囲炉裏の中にはスライムが80リットルほど入っていた。今ではネットで作り方がすぐにわかるスライムだが、当時は図書館に行ったり、いろんな人に聞いたりして重曹、洗濯のり、お湯などの分量を研究しながら作る大変な作業だった。
タイタス・アンドロニカスの妻が客入れから終演までずっと囲炉裏のところに正座していて、その妻の脳裏に描かれる風景としてシェイクスピアの戯曲『タイタス・アンドロニカス』に、アルベール・カミュ『カリギュラ』、ハイナー・ミュラー『解剖タイタス』を加味して創作がはじまった。

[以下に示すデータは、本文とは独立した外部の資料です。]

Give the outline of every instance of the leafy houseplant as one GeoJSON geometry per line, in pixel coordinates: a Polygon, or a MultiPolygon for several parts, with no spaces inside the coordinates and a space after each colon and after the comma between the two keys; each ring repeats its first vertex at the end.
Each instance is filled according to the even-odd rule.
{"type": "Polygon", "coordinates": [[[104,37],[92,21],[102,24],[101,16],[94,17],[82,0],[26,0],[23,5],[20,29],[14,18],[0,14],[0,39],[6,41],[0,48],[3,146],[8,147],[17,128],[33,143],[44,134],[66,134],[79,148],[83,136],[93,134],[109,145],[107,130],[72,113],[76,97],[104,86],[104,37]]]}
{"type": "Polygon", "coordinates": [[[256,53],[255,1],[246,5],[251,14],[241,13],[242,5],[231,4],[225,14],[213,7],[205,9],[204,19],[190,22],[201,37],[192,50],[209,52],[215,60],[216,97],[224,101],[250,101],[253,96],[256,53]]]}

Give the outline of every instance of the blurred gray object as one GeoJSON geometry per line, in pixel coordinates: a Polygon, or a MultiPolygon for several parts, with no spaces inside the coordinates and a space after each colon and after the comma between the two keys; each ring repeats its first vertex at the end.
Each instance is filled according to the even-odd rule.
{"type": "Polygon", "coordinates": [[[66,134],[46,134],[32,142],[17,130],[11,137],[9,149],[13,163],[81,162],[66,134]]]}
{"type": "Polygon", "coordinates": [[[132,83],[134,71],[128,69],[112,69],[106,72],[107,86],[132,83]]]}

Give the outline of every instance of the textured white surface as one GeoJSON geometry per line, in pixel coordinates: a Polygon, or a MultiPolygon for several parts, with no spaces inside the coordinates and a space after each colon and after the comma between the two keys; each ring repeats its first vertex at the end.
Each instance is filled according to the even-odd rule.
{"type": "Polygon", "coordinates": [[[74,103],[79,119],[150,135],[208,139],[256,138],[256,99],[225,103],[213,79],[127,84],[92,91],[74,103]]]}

シェイクスピアの『タイタス・アンドロニカス』はシェイクスピアの作品の中でも残酷劇、復讐劇とされ、登場人物のほとんどが劇中で死ぬというかなり恐ろしい芝居だ。

それに山の手事情社の演技スタイル《四畳半》がとてもよく合い、まるで亡霊たちの戦争さながらの異様な芝居であったと記憶している。

富山県の公演を経て、東京公演を新宿のスペースゼロで上演した時は「劇場にお化けが集まっていたね」と霊感の強いお客様から言われた。数々の情報、計器に故障、怪我など信じられない出来事が起こったのも事実だ。
これは奇怪な出来事ではあるが、芝居としては成功を収めたと言っていいのではないかと私は思う。残酷劇でない、幸せな芝居でこのような現象が起きたのならまだしも、そもそも恐ろしい復讐劇のなかで、本物のお化けも見に来てくれていたのなら、こりゃ~役者冥利に尽きますよ。まぁ~私は霊感というものはありませんが・・・。

そこから数々の演出の変更があった。囲炉裏はなくなり、タイタスの妻が何年かはいなくなり、ある年からタイタスの妻が復活したり、衣装は洋服から和服に変わったり、舞台美術はスマートになったり、俳優は年を取ったり、辞めていった劇団員がいたり、昔の『タイタス・アンドロニカス』を見て劇団に入ってきた若者がいたり、などなど。

その間『タイタス・アンドロニカス』は

ドイツ 首都ベルリン
スイス 首都ベルン
東京 吉祥寺シアター
ルーマニア シビウ国際演劇祭
東京 アサヒアートスクエア

と数々の国で上演されてきた。2009年のシビウ国際演劇祭ではその年の最高作品にあげられるなど山の手事情社の代表作品である。

2015年11月、再び東京吉祥寺シアターでの上演が決まった。その後12月には宮城県えずこホールを回ることになる。

山の手事情社の魔物『タイタス・アンドロニカス』が日本を席巻する。
これは劇団員一同喜ばしいことではあるが、恐ろしくもある。なにせ魔物の封印を解き、暴れさせるのだから。命がけである。

安田は「劇場とは魂と触れる場所である」という。《魂》とは歴史であったり、先人の思いのことであると私は解釈する。

この作品はそういった意味でも世界的代表作品なのではないだろうか?
私が世界的なのではない。劇団山の手事情社がだ。

是非観てもらいたい作品である。